Toxic ships

Miranda Kennedy May 26, 2006

TEXT OF STORY

MARK AUSTIN THOMAS: A decommissioned Norwegian cruise ship called the Blue Lady is steaming toward India’s west coast today on its final voyage. Unless the Indian Supreme Court says no, that ship will dock in the port town of Alang, where it will be dismantled for scrap. Ship scrapping is an important industry for Alang, but as Miranda Kennedy tells us, it also exposes workers to a host of toxic dangers.


MIRANDA KENNEDY: The stretch of beach at Alang looks like a nightmarish scene from the Industrial age.

Hundreds of men are blowtorching hulks of steel on the tar-stained ground. They’ll spend months breaking apart this dead cargo ship so it can be sold off as scrap.

A team of men, using their bare hands, pull a thick steel rope onto the deck. Most wear helmets, but there’s not a protective suit in sight-even though these old ships are riddled with asbestos and PCBs. Chatri Singh, a scrawny 30-year-old worker, says hardly any of them have any safety training.

CHATRI SINGH: We’ve all left our villages to come here and pull apart the ships. But I have no idea where this ship comes from. All I know is it’s really hard work.

A couple months ago, five workers were killed when a fire broke out after they cut open a pipe still filled with gas. Ahmad Islari is a doctor in the nearby town. He says that’s just par for the course.

AHMAD ISLARI: I have treated so many patients from Alang. There are two main problems that come from Alang, one is burns and the second is injury, minor and major injuries.

Greenpeace estimates that one in four Alang workers will get cancer. But Captain Kiritsin Gohil, the officer in charge of the port, says Alang gives people desperately-needed jobs, even if they only make $3 a day.

KIRITSIN GOHIL: If you think of the labor now, back home, where they come from, where there is abject poverty.

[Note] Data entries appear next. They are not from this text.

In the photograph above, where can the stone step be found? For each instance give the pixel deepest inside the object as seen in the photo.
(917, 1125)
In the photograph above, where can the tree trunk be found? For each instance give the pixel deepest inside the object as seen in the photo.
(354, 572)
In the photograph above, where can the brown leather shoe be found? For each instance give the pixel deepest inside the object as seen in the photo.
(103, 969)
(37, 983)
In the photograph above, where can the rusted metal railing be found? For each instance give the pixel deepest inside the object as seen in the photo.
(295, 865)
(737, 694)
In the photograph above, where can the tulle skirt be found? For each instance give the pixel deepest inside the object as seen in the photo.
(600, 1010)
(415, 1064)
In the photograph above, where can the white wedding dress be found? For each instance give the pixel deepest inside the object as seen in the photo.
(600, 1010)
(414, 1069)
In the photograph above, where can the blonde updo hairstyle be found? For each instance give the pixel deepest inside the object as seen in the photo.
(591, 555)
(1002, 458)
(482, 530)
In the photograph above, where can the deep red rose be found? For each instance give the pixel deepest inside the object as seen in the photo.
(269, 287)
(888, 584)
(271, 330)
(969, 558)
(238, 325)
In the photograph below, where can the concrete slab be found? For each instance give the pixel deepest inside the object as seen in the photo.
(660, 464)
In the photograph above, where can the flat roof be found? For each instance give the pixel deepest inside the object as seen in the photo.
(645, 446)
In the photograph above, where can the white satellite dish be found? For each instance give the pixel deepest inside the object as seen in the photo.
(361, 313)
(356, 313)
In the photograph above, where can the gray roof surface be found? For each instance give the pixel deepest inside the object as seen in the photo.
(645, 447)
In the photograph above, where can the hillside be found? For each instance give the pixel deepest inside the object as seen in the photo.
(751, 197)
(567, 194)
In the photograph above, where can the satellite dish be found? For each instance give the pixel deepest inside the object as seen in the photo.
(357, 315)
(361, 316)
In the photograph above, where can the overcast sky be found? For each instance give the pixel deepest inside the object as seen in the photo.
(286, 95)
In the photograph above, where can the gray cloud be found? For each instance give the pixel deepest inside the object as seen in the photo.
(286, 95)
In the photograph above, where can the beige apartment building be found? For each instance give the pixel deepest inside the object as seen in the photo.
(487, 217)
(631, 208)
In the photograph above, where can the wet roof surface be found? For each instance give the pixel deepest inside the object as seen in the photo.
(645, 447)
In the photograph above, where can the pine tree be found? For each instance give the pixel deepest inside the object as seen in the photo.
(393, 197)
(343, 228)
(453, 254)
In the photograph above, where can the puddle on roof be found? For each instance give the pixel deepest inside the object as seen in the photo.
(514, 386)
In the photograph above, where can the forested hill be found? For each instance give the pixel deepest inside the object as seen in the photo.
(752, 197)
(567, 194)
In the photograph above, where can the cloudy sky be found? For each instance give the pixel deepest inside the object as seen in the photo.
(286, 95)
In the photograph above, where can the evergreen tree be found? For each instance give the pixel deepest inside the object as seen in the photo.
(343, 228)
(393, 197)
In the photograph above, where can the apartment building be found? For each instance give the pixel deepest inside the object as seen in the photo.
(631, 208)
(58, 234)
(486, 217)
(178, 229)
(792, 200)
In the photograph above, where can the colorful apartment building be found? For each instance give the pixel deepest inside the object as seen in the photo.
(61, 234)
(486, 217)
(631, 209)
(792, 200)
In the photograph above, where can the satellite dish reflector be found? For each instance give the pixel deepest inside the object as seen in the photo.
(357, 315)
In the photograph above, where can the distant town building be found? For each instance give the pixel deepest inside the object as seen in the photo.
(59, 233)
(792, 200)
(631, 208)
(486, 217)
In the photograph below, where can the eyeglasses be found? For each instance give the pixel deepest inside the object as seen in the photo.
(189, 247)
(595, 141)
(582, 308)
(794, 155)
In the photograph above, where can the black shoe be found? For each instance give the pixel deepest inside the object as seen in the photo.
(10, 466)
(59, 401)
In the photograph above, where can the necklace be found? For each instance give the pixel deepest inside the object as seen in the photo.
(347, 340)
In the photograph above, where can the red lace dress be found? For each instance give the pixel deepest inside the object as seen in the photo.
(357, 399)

So up here at least they’re at least getting three square meals a day and they’re earning enough money to send back to their families.

But maybe not for long. A few years back, when India was the world’s favorite destination for ship scrapping, 40,000 people worked here. There’s only 4,000 left. After an aggressive Greenpeace campaign against shipyard conditions, the government started enforcing labor laws and tightened pollution controls. Gohil says American and European ship owners simply don’t want to have to deal with all of that.

KIRITSIN GOHIL: They are fined very heavily and the work is stopped, maybe even the plot is taken away.

So they’ve found other places to send their decommissioned ships, like Bangladesh and Pakistan. By improving conditions in the shipyard, India may have killed off its industry of burying the world’s dead ships.

In Alang, I’m Miranda Kennedy for Marketplace.